I've seen this one going around on Facebook, and it's got me a little riled. Sorry for the yucky image quality:
Now, I'm sure there are good intentions here, but oof. I take issue with anything that insinuates we can simply STOP feeling things, and then start feeling the exact opposite. Because - and please hear this, friends - we can't. Your emotions are not a beast to be tamed by sheer will power. Your emotions cannot be summoned at will, cannot be wished out of existence, and are not - NOT! - inherently good or evil.
To quote Dumbledore, it is our choices that show who we truly are. It's the things we can control. So by all means, lets do the things that help manage how we feel. Let's make healthy decisions. Let's meditate or pray and eat right and go to therapy and be diligent about taking our medications. But don't you dare - and hey, I'm talking to you here - don't you DARE feel lesser for feeling so-called "negative" emotions. Anger and hurt and sadness are part of the terrible beauty of being human. We all feel them. Sometimes we need to feel them. And that's OK.
Sorry, I got a little feisty there. I grew up in the church, and I'm fortunate enough to have mostly good memories, but the stigma against mental health treatment is real and long-lasting and a cancer that needs. to. go.
Right, shake it out, Jen. Shake it out.
Ahhh. That's better.
MOOOVING ON, here's another hot take one of my friends shared for Lent:
While I'll always err on the side of being more quiet, more tolerant and affable, I do like this idea. I know the simple act of stretching out or putting my arm over a chair back makes me feel a million times more confident, and on the one hand that's ridiculous, but on the other, it's wonderful. So even though this idea doesn't seem to have anything to do with Lent, heck yeah, I'm in! ARM RESTS FOR EVERYONE! ... except the person next to us, I guess.
When I went looking for that Rick Astley meme I found a bunch of ones about giving up Facebook for Lent, so apparently that's a thing.
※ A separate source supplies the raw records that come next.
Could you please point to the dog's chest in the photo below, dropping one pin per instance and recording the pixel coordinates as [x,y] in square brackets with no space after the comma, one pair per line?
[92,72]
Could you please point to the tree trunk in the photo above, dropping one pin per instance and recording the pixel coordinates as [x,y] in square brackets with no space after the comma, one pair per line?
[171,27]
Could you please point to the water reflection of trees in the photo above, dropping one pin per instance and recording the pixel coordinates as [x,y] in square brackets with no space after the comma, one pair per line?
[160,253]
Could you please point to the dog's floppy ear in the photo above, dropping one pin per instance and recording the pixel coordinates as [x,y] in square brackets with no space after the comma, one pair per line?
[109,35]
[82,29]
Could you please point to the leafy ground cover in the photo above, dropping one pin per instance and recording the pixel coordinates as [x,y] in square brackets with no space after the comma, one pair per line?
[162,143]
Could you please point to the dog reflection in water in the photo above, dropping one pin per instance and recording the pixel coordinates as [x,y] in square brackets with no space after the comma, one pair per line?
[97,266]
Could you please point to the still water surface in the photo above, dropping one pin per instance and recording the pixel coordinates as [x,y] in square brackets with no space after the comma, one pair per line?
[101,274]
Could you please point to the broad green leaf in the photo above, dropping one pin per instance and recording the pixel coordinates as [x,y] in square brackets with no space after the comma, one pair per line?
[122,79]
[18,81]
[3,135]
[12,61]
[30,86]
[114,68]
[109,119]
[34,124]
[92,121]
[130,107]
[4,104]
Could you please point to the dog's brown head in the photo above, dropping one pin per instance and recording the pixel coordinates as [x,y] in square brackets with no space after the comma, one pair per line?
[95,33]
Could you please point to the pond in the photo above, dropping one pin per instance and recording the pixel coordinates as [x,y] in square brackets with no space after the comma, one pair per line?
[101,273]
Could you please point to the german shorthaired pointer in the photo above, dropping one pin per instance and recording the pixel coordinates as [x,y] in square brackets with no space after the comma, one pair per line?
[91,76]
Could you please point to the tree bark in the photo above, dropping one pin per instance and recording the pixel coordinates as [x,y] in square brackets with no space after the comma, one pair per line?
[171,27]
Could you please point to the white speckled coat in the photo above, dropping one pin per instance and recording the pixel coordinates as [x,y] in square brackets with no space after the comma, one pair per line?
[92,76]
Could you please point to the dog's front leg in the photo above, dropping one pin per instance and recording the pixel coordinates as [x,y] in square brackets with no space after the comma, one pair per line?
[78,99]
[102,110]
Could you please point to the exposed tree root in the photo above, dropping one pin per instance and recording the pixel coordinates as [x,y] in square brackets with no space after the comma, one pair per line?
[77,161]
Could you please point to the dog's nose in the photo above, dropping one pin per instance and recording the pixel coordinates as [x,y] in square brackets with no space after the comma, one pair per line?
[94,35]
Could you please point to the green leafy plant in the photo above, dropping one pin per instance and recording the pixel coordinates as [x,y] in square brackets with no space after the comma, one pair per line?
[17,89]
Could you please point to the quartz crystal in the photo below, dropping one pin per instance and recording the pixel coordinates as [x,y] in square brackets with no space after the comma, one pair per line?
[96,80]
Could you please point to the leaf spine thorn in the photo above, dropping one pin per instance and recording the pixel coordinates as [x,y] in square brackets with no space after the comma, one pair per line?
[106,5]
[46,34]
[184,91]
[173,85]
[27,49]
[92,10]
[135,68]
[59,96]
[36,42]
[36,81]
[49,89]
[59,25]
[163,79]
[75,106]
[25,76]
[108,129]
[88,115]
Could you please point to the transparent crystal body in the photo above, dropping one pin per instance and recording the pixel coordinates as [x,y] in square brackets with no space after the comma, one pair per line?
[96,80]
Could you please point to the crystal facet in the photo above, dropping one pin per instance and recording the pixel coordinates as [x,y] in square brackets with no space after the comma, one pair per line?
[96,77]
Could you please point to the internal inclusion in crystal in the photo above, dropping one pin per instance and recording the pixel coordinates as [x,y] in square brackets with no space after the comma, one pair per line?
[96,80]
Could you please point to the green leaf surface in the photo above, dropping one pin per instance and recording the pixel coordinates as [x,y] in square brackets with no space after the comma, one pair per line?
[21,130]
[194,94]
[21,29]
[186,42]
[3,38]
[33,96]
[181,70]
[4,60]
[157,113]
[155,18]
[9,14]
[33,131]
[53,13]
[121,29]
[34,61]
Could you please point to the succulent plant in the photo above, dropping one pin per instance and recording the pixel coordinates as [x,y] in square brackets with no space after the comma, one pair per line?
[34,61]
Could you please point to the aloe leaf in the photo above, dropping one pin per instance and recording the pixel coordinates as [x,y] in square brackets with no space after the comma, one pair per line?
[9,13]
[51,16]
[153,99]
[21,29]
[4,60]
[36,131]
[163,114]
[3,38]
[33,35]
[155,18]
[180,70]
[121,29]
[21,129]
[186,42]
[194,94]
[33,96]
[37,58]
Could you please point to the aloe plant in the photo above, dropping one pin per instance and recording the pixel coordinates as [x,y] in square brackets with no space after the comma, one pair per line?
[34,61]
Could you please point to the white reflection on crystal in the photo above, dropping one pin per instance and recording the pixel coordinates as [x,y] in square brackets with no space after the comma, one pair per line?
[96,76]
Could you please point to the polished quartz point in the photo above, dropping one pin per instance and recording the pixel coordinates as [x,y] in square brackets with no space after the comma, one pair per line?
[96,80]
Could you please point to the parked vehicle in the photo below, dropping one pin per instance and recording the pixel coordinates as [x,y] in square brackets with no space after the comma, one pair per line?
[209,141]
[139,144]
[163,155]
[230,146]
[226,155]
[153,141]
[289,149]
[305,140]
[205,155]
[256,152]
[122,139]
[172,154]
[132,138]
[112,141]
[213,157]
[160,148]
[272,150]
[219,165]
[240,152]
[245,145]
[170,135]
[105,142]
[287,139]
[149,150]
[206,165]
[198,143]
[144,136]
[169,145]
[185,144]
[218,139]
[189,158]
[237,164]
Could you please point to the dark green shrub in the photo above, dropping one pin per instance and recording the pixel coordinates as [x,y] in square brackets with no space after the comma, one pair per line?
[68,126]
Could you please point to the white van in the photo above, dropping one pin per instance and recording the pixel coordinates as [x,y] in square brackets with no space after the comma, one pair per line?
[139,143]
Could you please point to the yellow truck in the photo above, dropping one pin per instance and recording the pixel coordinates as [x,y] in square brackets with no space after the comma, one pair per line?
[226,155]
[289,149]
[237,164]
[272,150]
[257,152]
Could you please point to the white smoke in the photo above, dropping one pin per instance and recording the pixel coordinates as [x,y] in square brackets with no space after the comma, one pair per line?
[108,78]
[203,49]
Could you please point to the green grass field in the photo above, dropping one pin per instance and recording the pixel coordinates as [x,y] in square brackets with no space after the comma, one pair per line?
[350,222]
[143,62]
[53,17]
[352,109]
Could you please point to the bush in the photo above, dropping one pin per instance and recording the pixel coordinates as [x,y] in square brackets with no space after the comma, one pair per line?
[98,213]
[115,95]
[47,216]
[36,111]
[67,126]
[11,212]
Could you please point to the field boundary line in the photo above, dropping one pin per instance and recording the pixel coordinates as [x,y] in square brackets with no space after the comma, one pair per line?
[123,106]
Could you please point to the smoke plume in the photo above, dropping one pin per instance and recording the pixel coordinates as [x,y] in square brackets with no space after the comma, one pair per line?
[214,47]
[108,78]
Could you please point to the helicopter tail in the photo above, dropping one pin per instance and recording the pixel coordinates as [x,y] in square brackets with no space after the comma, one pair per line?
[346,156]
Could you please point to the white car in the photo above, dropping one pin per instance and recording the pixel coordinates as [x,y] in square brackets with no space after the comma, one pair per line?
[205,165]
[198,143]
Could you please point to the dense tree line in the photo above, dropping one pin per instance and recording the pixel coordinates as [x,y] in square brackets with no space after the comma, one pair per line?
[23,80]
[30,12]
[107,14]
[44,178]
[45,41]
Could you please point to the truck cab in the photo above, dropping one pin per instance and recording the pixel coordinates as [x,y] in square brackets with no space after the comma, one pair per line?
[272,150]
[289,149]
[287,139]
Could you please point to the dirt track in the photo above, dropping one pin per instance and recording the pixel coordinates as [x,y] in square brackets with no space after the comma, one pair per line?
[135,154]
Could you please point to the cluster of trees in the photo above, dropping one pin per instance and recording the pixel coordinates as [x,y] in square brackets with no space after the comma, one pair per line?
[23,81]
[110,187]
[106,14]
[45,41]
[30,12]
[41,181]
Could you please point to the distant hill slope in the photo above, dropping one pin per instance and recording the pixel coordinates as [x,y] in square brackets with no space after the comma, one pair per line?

Obviously I'm not about to tell you how to do you, as this is a hugely personal decision, but speaking as a small business owner: please don't give up social media. Every artist, writer, small business, and content creator out here desperately needs your likes, clicks, and comments. Maybe consider just giving up posting instead?
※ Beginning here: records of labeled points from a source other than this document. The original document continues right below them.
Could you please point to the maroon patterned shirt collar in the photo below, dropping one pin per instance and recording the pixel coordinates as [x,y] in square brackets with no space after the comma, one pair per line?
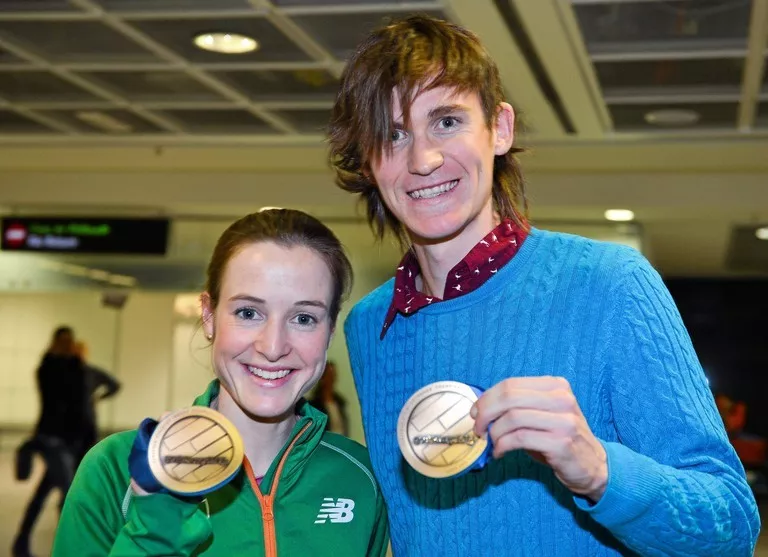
[481,263]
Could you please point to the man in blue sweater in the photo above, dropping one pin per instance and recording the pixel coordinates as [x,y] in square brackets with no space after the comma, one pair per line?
[606,439]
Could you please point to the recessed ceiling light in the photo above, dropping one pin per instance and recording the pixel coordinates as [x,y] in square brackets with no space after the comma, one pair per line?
[619,215]
[226,43]
[672,117]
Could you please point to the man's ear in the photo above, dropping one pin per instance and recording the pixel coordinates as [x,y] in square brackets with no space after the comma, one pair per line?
[504,128]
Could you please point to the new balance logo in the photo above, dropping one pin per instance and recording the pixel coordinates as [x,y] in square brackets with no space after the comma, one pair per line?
[338,511]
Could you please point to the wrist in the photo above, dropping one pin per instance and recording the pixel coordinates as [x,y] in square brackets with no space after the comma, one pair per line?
[600,479]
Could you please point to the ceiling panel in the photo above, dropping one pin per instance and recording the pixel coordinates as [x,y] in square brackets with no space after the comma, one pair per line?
[307,120]
[275,85]
[136,57]
[10,122]
[9,58]
[341,33]
[173,5]
[315,3]
[39,86]
[219,121]
[658,75]
[712,115]
[664,25]
[178,35]
[74,41]
[154,85]
[117,121]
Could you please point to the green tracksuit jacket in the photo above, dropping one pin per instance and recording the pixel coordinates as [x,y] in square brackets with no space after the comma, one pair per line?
[318,498]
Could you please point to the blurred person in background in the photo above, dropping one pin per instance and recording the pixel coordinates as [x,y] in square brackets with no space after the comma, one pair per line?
[99,385]
[330,402]
[605,436]
[58,436]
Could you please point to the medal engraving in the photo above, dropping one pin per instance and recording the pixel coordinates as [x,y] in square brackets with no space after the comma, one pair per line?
[468,439]
[194,451]
[436,433]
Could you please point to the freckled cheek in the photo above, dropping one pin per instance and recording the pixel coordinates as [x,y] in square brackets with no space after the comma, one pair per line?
[231,341]
[311,348]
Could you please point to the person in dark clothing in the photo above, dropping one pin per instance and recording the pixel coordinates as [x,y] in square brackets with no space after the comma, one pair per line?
[331,403]
[66,428]
[99,385]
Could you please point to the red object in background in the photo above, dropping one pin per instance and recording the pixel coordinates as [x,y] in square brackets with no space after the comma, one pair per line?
[15,235]
[751,450]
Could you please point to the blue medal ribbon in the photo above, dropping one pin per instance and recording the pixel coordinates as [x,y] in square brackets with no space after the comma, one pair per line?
[138,461]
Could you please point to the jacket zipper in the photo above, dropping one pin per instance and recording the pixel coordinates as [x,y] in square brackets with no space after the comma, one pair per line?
[267,501]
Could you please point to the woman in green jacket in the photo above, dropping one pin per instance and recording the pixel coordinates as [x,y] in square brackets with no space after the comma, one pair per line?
[275,284]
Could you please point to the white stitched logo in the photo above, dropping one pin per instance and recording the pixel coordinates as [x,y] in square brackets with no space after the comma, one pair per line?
[338,511]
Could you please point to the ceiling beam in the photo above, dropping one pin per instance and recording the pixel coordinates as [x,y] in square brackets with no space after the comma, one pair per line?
[555,34]
[40,63]
[142,39]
Plus, who knows, maybe your in-laws will like you better that way.
::ducks, runs away::
So now that I've gone on about Lent for a whole post, I guess I should admit I'm not giving up anything for it. Instead, I think I'll try looking for ways to show more gratitude online. Like, today I was thinking about a certain commenter here who consistently says things that make me smile. Then I realized: hey, I should tell her that. So I did. You know, things like that. I always try to be positive online, but I can always try harder, right? Plus I figure getting more gratitude out there in the world is in keeping with the spirit of Lent, and does us all good whatever we believe.
How about you guys? Obviously this isn't a religious forum, but I'm curious: have you ever given something up for your own emotional/mental/spiritual health? What was it, and did it work?